Maka dari itu, pintar-pintarlah kita ketika melakukan transaksi online. Setidaknya ada zona aman di mana kita bisa melakukan transaksi  online dengan benar. Pertama, melakukan transaksi online lewat e-commerce yang sudah terpercaya. Kedua, menggunakan fitur pihak ketiga untuk menangguhkan uang pembayaran ke penjual sebelum barang diterima oleh pembeli.

Barang dapat diserahterimakan

Dalam e-commerce, terdapat kerjasama antara beberapa pihak yang bersangkutan untuk menunjang berhasilnya fase serah terima barang hasil transaksi online. Di sisi ini seorang penjual  tidak mungkin secara langsung menemui pembeli ketika transaksi telah dilakukan, tetapi ia perlu menggunakan jasa ekspedisi atau jasa kurir yang memang secara spesialis bertugas mengantarkan barang lewat sirkulasi ekspedisinya.

Lantas apa substansi dari “dapat diserahterimakan”?

Tentu saja hal ini mencakup segala aspek yang berkaitan dengan barang tersebut.
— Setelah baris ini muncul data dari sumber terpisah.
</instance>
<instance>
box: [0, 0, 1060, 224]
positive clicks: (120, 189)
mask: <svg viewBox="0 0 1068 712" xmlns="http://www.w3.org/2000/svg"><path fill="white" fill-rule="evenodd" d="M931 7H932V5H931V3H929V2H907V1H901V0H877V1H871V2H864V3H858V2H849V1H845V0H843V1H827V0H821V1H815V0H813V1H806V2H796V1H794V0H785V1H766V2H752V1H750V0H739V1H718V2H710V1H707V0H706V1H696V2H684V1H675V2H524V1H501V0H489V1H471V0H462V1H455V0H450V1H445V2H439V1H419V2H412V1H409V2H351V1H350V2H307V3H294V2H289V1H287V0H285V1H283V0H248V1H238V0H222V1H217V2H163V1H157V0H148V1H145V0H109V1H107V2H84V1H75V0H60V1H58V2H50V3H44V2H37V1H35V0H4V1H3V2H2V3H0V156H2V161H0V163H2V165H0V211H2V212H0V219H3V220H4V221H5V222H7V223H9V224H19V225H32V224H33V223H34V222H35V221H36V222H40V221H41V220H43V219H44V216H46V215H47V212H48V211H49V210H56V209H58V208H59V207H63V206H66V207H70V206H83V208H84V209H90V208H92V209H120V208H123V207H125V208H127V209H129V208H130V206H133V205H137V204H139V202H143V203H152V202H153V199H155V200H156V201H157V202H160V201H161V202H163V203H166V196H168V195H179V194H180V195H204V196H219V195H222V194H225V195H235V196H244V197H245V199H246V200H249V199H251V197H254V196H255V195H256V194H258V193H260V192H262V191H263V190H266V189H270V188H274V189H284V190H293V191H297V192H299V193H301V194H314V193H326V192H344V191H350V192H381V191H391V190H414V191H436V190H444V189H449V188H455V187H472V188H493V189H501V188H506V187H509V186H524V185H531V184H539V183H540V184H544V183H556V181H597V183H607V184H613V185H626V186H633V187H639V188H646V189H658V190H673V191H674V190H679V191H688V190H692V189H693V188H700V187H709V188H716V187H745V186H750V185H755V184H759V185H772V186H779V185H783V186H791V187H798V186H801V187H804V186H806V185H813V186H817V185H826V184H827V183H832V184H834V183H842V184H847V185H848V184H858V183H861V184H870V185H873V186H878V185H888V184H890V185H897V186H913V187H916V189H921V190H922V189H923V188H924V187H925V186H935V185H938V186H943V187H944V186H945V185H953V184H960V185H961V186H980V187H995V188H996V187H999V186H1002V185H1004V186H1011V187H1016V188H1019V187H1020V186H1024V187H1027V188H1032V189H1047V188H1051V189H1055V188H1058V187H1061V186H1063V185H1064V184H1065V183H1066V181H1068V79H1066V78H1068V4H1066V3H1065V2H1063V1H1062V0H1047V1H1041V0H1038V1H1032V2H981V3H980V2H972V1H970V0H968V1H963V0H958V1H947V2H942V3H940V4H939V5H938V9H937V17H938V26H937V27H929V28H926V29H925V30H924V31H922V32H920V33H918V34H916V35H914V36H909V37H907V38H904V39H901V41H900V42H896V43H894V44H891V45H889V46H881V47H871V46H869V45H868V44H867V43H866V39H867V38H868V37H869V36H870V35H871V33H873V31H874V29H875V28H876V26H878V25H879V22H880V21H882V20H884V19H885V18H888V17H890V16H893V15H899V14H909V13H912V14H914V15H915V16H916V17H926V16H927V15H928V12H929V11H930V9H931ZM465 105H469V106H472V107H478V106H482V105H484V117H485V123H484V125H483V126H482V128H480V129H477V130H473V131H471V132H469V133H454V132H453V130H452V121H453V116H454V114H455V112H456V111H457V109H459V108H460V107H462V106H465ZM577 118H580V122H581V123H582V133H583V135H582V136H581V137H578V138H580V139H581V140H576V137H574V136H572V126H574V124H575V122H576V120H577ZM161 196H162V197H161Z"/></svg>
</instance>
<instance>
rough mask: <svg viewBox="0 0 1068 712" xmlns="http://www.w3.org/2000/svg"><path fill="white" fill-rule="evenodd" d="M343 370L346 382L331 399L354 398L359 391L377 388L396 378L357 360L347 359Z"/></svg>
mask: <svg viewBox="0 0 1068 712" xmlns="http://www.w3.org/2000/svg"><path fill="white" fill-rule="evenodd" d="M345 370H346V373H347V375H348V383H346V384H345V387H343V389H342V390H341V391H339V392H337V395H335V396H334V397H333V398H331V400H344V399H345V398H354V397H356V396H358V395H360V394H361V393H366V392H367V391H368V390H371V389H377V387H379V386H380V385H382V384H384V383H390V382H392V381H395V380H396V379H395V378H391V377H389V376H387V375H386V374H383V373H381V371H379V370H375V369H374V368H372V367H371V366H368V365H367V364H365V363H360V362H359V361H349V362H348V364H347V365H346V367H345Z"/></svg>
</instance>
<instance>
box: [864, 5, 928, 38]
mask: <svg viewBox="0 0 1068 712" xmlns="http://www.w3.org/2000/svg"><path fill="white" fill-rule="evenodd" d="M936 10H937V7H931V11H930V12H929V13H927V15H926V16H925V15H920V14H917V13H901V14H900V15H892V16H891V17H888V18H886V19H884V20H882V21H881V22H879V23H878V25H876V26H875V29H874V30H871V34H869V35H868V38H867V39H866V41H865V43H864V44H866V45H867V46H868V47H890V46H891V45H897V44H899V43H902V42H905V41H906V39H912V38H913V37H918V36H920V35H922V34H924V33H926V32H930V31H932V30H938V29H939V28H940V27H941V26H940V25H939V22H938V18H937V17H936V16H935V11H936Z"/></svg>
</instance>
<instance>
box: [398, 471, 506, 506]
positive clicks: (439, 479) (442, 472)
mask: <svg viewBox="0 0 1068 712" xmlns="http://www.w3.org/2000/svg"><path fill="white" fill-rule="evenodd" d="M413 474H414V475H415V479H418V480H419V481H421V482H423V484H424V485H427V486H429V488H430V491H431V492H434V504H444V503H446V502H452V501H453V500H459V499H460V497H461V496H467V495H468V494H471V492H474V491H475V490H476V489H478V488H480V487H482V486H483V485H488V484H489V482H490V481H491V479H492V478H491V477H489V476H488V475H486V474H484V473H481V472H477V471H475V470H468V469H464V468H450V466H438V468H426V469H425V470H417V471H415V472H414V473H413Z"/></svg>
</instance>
Pertama, barang haruslah dapat dikuasai dan dimiliki, jadi tidak boleh menjual burung liar di pohon depan rumah yang belum pasti bisa kita miliki. Kedua, kemungkinan barang tersebut bisa dikirim haruslah jelas, apabila tidak memungkinkan, maka wajib untuk dibatalkan, misal pengiriman barang dari kota ke daerah pelosok yang tidak memiliki jalur ekspedisi.

Kesimpulan 

Perdagangan yang dilakukan melalui internet atau e-commerce pada dasarnya tidak berbeda dengan perdagangan pada umumnya yang dilakukan menurut hukum perdata. Dalam ajaran islam, jual beli diperbolehkan asalkan tidak bertentangan dengan perdagangan menurut hukum perikatan Islam karena dalam e-commerce juga memenuhi unsur-unsur atau rukun perikatan menurut hukum perikatan Islam. Sama halnya seperti pada jual beli secara konvensional, apabila seluruh syarat-syarat pada setiap rukun tersebut terpenuhi, maka perikatan jual beli dinyatakan sah dan tidak bertentangan dengan hukum Islam.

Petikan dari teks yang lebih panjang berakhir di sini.